I didn’t get around to talking about dimensionality reduction in the previous post. I have a number of related problems I am interested in solving. Setting up the problem, let us say that we have a distribution **p (E | C)**, where both **E** and **C** are sets of the same dimension (d):

E = {e1, e2, e3, … e[d]}

C = {c1, c2, c3, … c[d]}

**d** is a high dimension >> 1000.

**Problem 1: Sub-distributions with C and E of same dimension
**In the case where many of the variables in the dimension are independent, the joint probability of a specific 1000 variable state, will often be much less than the probability of a lower dimensional state variable (of say 20 variables with covariance).

The question is then, what dimensional subsets of this distribution are the most predictive. Another way to state this is what subsets of **C** provide the most information transfer into **E**.
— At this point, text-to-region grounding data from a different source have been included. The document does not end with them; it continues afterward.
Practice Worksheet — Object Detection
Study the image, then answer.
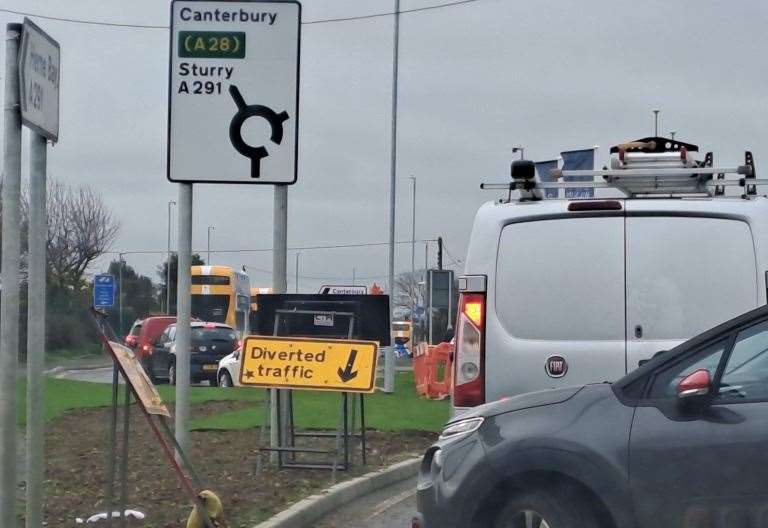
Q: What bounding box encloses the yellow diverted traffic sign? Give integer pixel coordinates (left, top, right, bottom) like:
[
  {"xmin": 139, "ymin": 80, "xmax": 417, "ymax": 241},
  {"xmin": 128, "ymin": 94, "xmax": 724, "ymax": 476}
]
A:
[{"xmin": 239, "ymin": 336, "xmax": 379, "ymax": 393}]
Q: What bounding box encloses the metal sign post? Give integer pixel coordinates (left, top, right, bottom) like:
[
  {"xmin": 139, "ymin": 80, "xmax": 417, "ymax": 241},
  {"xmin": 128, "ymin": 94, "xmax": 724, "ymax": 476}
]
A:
[
  {"xmin": 168, "ymin": 0, "xmax": 301, "ymax": 463},
  {"xmin": 175, "ymin": 183, "xmax": 193, "ymax": 457},
  {"xmin": 26, "ymin": 133, "xmax": 48, "ymax": 528},
  {"xmin": 272, "ymin": 184, "xmax": 289, "ymax": 461},
  {"xmin": 19, "ymin": 19, "xmax": 60, "ymax": 528},
  {"xmin": 0, "ymin": 22, "xmax": 23, "ymax": 528}
]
It would be then of interest to look at the top N subsets of the distribution that carry the most information from **C** → **E**.

**Problem 2: Sub-distributions with C and E of different dimension
**As in problem 1, we look for subsets of

**C**that carry the most predictive information for subsets of

**E**. In this case, though, C and E need not be of the same dimension. Combinatorially this is a harder problem than problem #1, however the math is the same.

**Outline of Approach**

** **

- spanning graph structure is determined between variables to avoid astronomical combinations
- transfer entropy analysis is done on edges in spanning structure
- subgraphs of depth 1, 2, 3, … are evaluated from a transfer entropy point of view to determine the power of each subgraph
- subgraphs are sorted by transfer entropy

**Alternatives
**There are undoubtedly many approaches to finding factors, particularly with classification problems where E is of small dimension (often 1 dimension). I’d be grateful for alternative suggestions.